The conviction arose from a three-year anti-poaching investigation intended to document the unlawful take, purchase, sale and transport of ginseng and bear parts within and along the southern Appalachians by various individuals.
The Lacey Act is a federal law that makes it illegal to transport or sell wildlife taken, possessed, transported or sold in violation of Tribal law or regulation. Bear, whether taken alive or dead, are considered wildlife under both the Lacey Act and the Cherokee code. The Cherokee code makes it illegal for any person to sell body parts from bears to any non-member or to any person beyond the boundaries of Cherokee Indian trust lands or to any person who will remove such organ, skin or body part from Cherokee Indian trust lands.

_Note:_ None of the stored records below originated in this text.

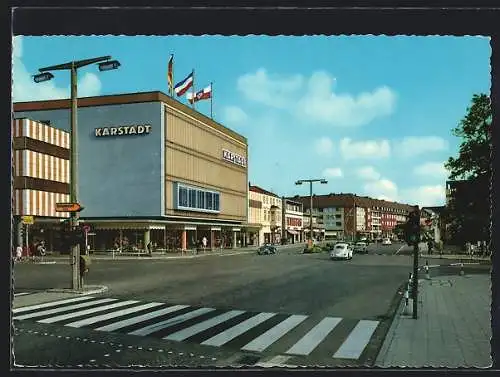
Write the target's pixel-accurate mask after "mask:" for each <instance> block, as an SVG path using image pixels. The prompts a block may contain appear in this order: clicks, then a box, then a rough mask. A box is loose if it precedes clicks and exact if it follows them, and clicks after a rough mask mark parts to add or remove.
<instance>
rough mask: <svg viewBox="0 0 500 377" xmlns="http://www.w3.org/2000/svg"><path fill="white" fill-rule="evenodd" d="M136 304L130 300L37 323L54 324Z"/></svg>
mask: <svg viewBox="0 0 500 377" xmlns="http://www.w3.org/2000/svg"><path fill="white" fill-rule="evenodd" d="M136 302H138V301H135V300H130V301H122V302H117V303H116V304H110V305H104V306H100V307H97V308H92V309H87V310H82V311H80V312H74V313H68V314H61V315H58V316H55V317H52V318H46V319H42V320H40V321H38V322H40V323H55V322H60V321H65V320H67V319H71V318H75V317H80V316H82V315H86V314H92V313H98V312H103V311H105V310H108V309H114V308H119V307H120V306H125V305H130V304H135V303H136Z"/></svg>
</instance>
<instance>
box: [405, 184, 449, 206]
mask: <svg viewBox="0 0 500 377" xmlns="http://www.w3.org/2000/svg"><path fill="white" fill-rule="evenodd" d="M401 198H402V199H401V200H402V201H404V202H406V203H409V204H418V205H419V206H421V207H430V206H439V205H444V204H445V201H446V194H445V187H444V186H443V185H435V186H420V187H415V188H409V189H405V190H401Z"/></svg>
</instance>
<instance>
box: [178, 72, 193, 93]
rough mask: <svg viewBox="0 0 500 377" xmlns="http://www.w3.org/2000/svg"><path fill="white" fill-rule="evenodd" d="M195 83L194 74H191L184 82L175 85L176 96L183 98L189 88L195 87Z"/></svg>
mask: <svg viewBox="0 0 500 377" xmlns="http://www.w3.org/2000/svg"><path fill="white" fill-rule="evenodd" d="M193 83H194V72H191V73H190V74H189V75H188V76H187V77H186V78H185V79H184V80H182V81H180V82H179V83H177V84H176V85H175V88H174V90H175V94H177V96H178V97H180V96H182V95H183V94H184V93H186V92H187V91H188V89H189V88H191V87H192V86H193Z"/></svg>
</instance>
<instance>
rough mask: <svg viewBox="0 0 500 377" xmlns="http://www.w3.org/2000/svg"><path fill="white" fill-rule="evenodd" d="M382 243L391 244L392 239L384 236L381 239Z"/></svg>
mask: <svg viewBox="0 0 500 377" xmlns="http://www.w3.org/2000/svg"><path fill="white" fill-rule="evenodd" d="M382 245H385V246H387V245H392V241H391V240H390V239H389V238H385V239H384V240H383V241H382Z"/></svg>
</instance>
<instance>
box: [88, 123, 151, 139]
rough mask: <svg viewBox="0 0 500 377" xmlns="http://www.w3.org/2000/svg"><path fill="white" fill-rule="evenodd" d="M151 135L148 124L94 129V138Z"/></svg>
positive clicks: (149, 126)
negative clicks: (129, 135) (148, 134)
mask: <svg viewBox="0 0 500 377" xmlns="http://www.w3.org/2000/svg"><path fill="white" fill-rule="evenodd" d="M150 133H151V125H150V124H141V125H130V126H118V127H99V128H96V129H95V136H96V137H103V136H125V135H148V134H150Z"/></svg>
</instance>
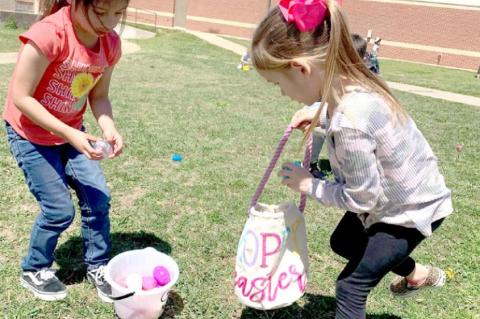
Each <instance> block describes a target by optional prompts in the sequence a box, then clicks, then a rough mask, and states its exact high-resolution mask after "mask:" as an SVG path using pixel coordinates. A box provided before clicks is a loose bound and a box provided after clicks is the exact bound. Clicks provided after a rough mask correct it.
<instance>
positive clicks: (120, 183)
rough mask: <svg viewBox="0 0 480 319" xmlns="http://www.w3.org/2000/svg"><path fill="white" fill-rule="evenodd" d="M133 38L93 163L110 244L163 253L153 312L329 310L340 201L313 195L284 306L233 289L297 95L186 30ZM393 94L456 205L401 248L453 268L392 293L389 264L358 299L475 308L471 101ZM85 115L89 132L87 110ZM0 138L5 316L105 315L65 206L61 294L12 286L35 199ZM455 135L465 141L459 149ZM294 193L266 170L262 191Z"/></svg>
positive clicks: (5, 89) (475, 280)
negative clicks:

“This operation and its resulting conviction and sentence should send a message to those illegally trafficking in animal parts,” said Ignacia S. Moreno, Assistant Attorney General for the Justice Department’s Environment and Natural Resources Division. “We at the Justice Department take these crimes seriously and will continue to focus on regions and areas where this activity is suspected.”
The case was prosecuted by Shennie Patel of the Justice Department’s Environmental Crimes Section and the U.S. Attorney’s Office for the Western District of North Carolina. The case was investigated by the U. S. Fish and Wildlife Service’s Office of Law Enforcement, with assistance from the Georgia Department of Natural Resources.